AI transformation: AXA is rewriting the insurance model

AI For Business


Global insurance company AXA has embedded artificial intelligence across its core insurance operations in a change that will have a major impact on software testing, quality assurance and digital resilience within the highly regulated insurance sector.

While underwriting and pricing have long relied on historical patterns and actuarial judgment, AXA’s technology leadership outlined a strategy built around predictive, generative, and agentic AI systems.

“AI is shaping the way we engage, interact, learn, work and live, and has a profound impact on how we achieve our mission as AXA,” Matthieu Caillat, Chief Technology & AI Officer at AXA Group, explained in a recent case study.

For banking and insurance QA and software testing teams, this change is much more than experimentation and must be closely monitored. In fact, it took the team at AXA more than four years to test, pilot, and deploy new AI-powered capabilities.

Predictive models and agent AI workflows have brought new demands for validation, accuracy testing, robustness, and compliance assurance, especially as these tools move closer to core decision-making systems.

To celebrate the launch, Caillat convened AXA’s technology, data, and AI teams as well as some of the company’s business teams. “We are on a bold journey to shape the future of AI in insurance,” Cailla declared at a rally in Paris earlier this month.

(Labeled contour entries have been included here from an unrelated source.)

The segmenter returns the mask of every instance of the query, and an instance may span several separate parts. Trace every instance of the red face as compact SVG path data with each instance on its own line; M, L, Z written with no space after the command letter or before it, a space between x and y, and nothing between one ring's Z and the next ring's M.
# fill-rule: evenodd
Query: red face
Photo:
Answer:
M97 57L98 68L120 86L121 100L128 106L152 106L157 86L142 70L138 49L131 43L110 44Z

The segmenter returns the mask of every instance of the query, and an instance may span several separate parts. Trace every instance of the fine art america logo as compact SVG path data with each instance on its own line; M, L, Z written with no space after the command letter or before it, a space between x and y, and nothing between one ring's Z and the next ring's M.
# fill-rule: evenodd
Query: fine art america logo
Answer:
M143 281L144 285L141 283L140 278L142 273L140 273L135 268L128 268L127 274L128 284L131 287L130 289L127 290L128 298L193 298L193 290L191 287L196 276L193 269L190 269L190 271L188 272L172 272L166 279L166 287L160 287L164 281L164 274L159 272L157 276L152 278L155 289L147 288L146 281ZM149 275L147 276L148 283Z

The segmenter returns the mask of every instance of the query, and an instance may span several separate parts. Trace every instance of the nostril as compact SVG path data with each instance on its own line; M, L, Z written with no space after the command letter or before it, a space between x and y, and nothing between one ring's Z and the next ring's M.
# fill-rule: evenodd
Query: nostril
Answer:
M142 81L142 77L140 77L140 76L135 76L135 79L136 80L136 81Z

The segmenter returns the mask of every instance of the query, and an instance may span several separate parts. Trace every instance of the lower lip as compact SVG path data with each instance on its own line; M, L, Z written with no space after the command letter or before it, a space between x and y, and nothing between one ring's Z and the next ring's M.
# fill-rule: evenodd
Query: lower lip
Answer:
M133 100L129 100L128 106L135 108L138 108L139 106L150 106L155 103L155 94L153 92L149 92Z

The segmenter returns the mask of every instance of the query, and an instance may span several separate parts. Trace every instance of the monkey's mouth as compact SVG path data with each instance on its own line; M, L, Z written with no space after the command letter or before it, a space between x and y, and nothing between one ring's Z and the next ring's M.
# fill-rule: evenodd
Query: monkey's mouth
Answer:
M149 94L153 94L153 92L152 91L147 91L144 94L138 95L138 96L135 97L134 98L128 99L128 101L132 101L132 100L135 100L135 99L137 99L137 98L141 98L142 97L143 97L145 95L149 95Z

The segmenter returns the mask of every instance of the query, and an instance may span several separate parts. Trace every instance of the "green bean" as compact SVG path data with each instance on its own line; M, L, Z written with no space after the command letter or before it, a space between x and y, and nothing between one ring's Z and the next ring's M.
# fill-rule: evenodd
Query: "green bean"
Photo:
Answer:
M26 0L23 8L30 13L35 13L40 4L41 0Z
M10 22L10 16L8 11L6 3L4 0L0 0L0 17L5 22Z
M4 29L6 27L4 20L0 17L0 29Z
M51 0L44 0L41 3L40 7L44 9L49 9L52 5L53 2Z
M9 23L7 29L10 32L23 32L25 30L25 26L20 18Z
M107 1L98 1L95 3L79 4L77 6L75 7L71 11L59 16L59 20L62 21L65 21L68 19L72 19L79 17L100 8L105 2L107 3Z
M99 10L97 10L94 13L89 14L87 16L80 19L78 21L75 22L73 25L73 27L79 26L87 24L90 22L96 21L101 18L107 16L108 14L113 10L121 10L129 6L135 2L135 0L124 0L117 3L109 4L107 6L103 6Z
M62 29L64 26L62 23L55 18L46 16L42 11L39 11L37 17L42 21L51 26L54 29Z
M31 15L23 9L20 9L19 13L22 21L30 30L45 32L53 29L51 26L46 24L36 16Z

He added: “The focus now is on accelerating end-to-end transformation, impactful execution, scaling across the group and delivering tangible value.”

AXA’s Technology, Data, AI and Business team in Paris earlier this month

Agent AI use cases

AXA reported more than 60 agent AI use cases in testing or partial implementation, spanning underwriting, contact centers, and claims processing.

For test teams, deployments of this scale mean continuous assessment, structured QA oversight, and control over how AI-driven automation is performed on live financial workflows.

Dr. Andreas Scherzinger

Dr. Andreas Scherzinger, AXA Group Chief Data, AI and Innovation Officer, said the insurer’s ambition is to move beyond automation to “augmented intelligence”, where human expertise teams generative and predictive models.

He told the IT-focused website Computing that AXA “designs and deploys AI solutions across the value chain,” stressing that the goal is to support and enhance human judgment, not replace it, and that its goal has a direct impact on how models are tested, validated, and managed.

A central focus for the test team was tools that support dynamic extraction, summarization, and presentation of guidance materials.

AXA highlighted that it uses Search Augmented Generation (RAG) to help insurers sift through large reference documents.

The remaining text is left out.